Его слова приятно взволновали Елизавету. Она ближе прижалась к нему и положила голову на его плечо. На её губах сияла блаженная улыбка.
— За то время, что мы не виделись, я уже успел соскучиться, признался Владимир. — С самого утра я не находил себе места. Мне так хотелось увидеть вас. Я не выдержал этой разлуки и приехал.
— Я так рада, что вы приехали!
Он крепко обнял её и какое-то время продолжал держать в своих объятиях.
— Я должна сказать вам нечто важное, — промолвила Елизавета.
Его руки медленно выпустили её из сладкого плена.
— Что вы хотите мне сказать? — спросил он.
— Не здесь. Это не слишком подходящее место. Пойдемте.
Она привела его в гостиную и плотно закрыла дверь. Она была взволнованна и не сразу начала разговор. Владимир молча и терпеливо ждал.
— Я вчера сказала вам, — наконец, произнесла она, — что есть ещё нечто важное, что касается вас и меня.
— Да, я помню.
— Это также касается Алексиса. После той ночи на маскараде… Вернее в ту ночь на маскараде… Так случилось, что он был зачат в ту роковую ночь. Алексис — ваш и мой сын. Вы его настоящий отец, а не князь Ворожеев.
Глаза Владимира округлились от удивления. Он ожидал услышать от неё все, что угодно. Но такое!..
— Мой сын… — произнес он. — Ваш и мой… Нет, так не бывает!
— Ему сейчас девятнадцать лет, — продолжала Елизавета. — Он родился семнадцатого мая: через девять месяцев после той ночи. Когда я выходила замуж за князя Ворожеева, я уже знала о том, что беременна. Именно поэтому я и вышла замуж.
— О Боже! — прошептал он.
— Алексис ваш сын, — ещё раз повторила Елизавета, выделив слово «ваш», — можете в этом не сомневаться.
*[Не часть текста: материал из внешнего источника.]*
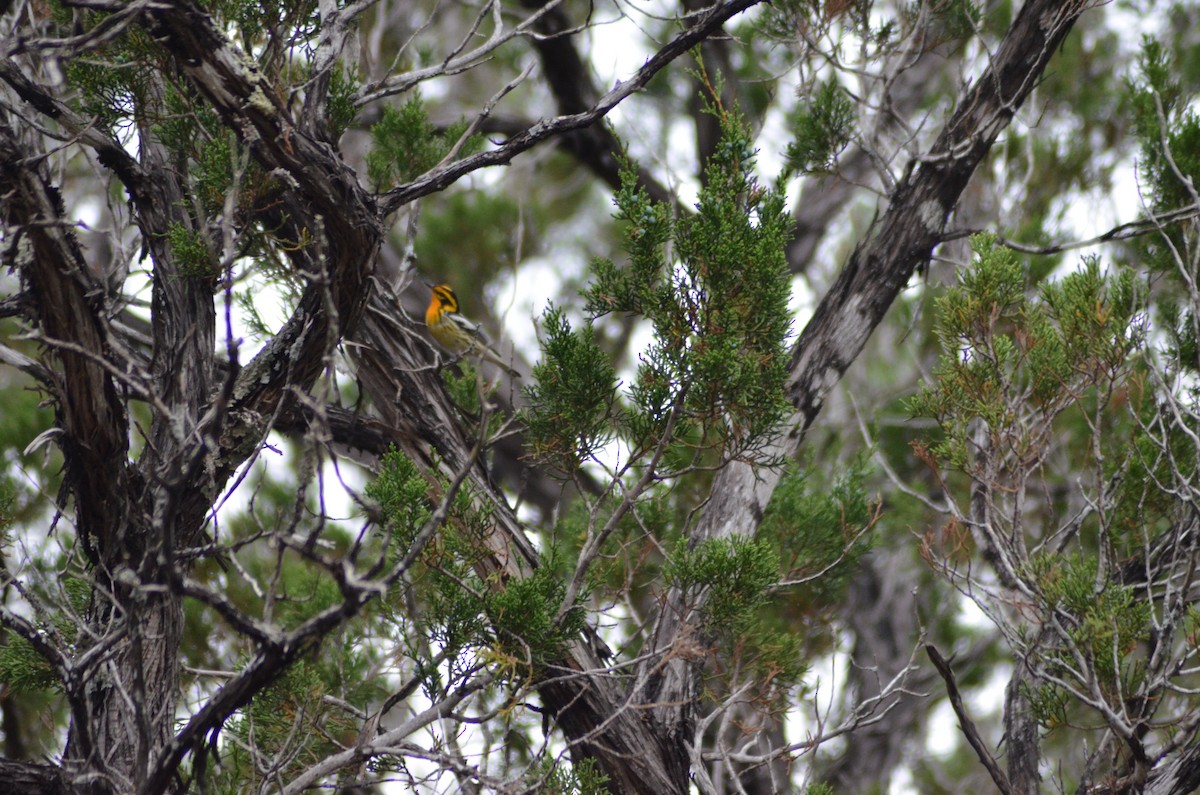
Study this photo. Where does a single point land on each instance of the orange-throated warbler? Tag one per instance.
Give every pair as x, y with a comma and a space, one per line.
455, 333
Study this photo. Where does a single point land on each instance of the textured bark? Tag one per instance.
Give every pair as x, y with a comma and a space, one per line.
880, 268
589, 705
205, 426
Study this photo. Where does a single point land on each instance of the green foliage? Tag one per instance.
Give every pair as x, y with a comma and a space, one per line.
514, 626
820, 528
341, 106
402, 492
570, 412
22, 668
192, 255
736, 573
288, 721
945, 19
1006, 354
523, 619
471, 237
583, 777
1168, 129
821, 129
713, 377
406, 144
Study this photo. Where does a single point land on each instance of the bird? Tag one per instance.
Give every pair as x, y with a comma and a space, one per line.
455, 333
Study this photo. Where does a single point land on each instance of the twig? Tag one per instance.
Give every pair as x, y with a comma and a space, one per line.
966, 723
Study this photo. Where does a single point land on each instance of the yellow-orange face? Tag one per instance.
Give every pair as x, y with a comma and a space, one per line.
442, 300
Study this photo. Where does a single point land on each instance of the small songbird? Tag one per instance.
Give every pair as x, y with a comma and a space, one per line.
455, 333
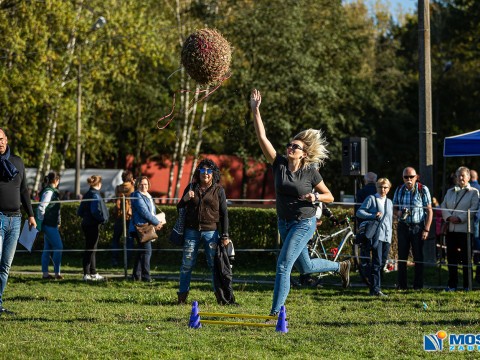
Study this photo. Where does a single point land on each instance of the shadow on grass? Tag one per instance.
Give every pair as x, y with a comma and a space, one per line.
388, 322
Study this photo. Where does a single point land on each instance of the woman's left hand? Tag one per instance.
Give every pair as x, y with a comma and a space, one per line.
310, 197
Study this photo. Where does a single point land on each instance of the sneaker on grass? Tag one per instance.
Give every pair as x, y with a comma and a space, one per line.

Владимир с нежностью посмотрел на нее.
— Я ничуть не сомневаюсь в ваших словах, Елизавета, — Просто все это настолько… Я даже предположить не мог о таком продолжении этой маскарадной истории.
— Ну почему? Мы же были близки. И вероятность зачатия, хоть и небольшая, но все же существовала. А вы никогда не задумывались над тем, что от этой связи у вас может быть ребенок?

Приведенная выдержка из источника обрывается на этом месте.